VASO ROMANO DI COLCHESTER

Il vaso in terracotta detto di Colchester perchè ritrovato nel 1848 in una tomba a West Lodge a Colchester, cittadina inglese, presenta delle raffigurazioni di scene di combattimento gladiatorio e di caccia venatoria. Il reperto è datato tra il 160 d.C. e il 200 d.C., e fu utilizzato come urna cineraria, e sappiamo che commemorava un evento specifico che ebbe luogo nella cittadina inglese. Il vaso è ora parte della collezione del Colchester Castle Museum.
Colchester, la romana Camulodunum, fu il primo importante insediamento romano in territorio britannico, dopo la conquista a opera dell'imperatore Claudio, il quale proprio a Colchester ricevette, nel 43 d.C., un'accoglienza trionfale, e divenne quindi la capitale della provincia romana della Britannia.
Il vaso certamente prodotto localmente, raffigura diverse classi di combattenti. Su una prima parte del vaso si vede un secutor con il gladio pronto a colpire l'avversario, dotato di un grande scudo, lo scutum, di un elmo liscio ovoidale con due fori ben visibili, di un gambale, lo schiniere, indicato come l'ocrea, e fronteggia un gladiatore di tipo reziario, con un galerus vistoso sulla sua spalla sinistra mentre chiede la sua sottomissione dopo aver perso il tridente, la fuscina.
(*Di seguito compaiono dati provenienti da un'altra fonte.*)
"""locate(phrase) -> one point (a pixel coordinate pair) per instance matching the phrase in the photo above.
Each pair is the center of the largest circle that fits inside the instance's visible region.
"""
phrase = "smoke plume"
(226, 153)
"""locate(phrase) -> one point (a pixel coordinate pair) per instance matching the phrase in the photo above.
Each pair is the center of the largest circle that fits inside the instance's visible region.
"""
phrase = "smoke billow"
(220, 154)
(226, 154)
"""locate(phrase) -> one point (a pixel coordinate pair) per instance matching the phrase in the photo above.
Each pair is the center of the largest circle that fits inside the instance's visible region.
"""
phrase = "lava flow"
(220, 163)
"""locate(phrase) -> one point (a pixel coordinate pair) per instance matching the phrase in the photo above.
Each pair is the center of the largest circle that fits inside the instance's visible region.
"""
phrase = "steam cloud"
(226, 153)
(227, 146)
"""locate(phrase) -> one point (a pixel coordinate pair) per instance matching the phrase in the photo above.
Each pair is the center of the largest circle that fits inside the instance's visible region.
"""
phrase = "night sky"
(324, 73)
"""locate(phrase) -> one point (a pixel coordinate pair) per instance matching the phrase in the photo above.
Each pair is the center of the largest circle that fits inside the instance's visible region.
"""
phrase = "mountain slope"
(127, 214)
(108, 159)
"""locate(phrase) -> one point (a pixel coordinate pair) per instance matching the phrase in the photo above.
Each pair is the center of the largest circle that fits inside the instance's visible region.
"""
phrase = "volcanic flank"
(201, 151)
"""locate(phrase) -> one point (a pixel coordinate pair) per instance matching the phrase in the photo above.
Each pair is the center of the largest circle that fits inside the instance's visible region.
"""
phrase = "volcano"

Il gesto fatto con la mano è quello dell'apagoreuein greco, l'ad digitum romano, preso come molte altre nozioni dall'atletica greca, cioè alzare il dito per dichiarare la propria sconfitta e sottomissione.
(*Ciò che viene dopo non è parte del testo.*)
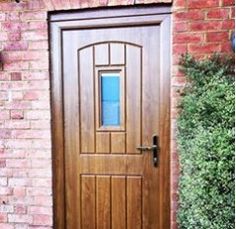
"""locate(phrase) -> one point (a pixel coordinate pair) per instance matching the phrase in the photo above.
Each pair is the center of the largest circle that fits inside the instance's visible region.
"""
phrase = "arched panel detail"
(110, 42)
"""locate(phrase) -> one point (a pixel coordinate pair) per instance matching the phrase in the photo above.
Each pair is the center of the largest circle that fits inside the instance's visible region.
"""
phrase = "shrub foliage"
(206, 144)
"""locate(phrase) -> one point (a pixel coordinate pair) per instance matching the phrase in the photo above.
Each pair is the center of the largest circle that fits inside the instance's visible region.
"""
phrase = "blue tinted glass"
(110, 93)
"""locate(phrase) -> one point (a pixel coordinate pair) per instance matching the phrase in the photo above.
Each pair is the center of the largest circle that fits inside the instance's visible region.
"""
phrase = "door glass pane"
(110, 99)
Su un altra angolazione del vaso vi è la raffigurazione di due venatores in azione. Il venator era un cacciatore di animali che si esibiva negli anfiteatri, in questo caso i due venatores vengono raffigurati mentre cacciano una fiera. Il venator sulla destra ha una grande manica per protezione e la frusta, mentre l'altro un gladio. In seguito vi sono altre animali che fuggono dalla caccia.

La breve iscrizione sul vaso, incisa leggermente al di sotto del bordo del vaso, si compone di quattro didascalie divise in due coppie di nomi, una coppia è SECVNDUS MARIO, posta sopra la figura che porta la frusta e associata al combattimento dei cacciatori con gli animali, l'altra MEMNON SAC VIIII e VALENTINV LEGIONIS XXX che indica i gladiatori cioè il secutor e il reziario.
L'iscrizione: SECVNDUS MARIO // MEMNON SAC VIIII // VALENTINV LEGIONIS XXX, tradotta in "Secundus Mario // Memnon secutor, nove combattimenti. Valentinu della 30a legione".
Questi singoli nomi in forma di cognome sollevano la questione se identifichino con precisione lo status dei combattenti o di schiavi o di peregrini, o nomi d'arte.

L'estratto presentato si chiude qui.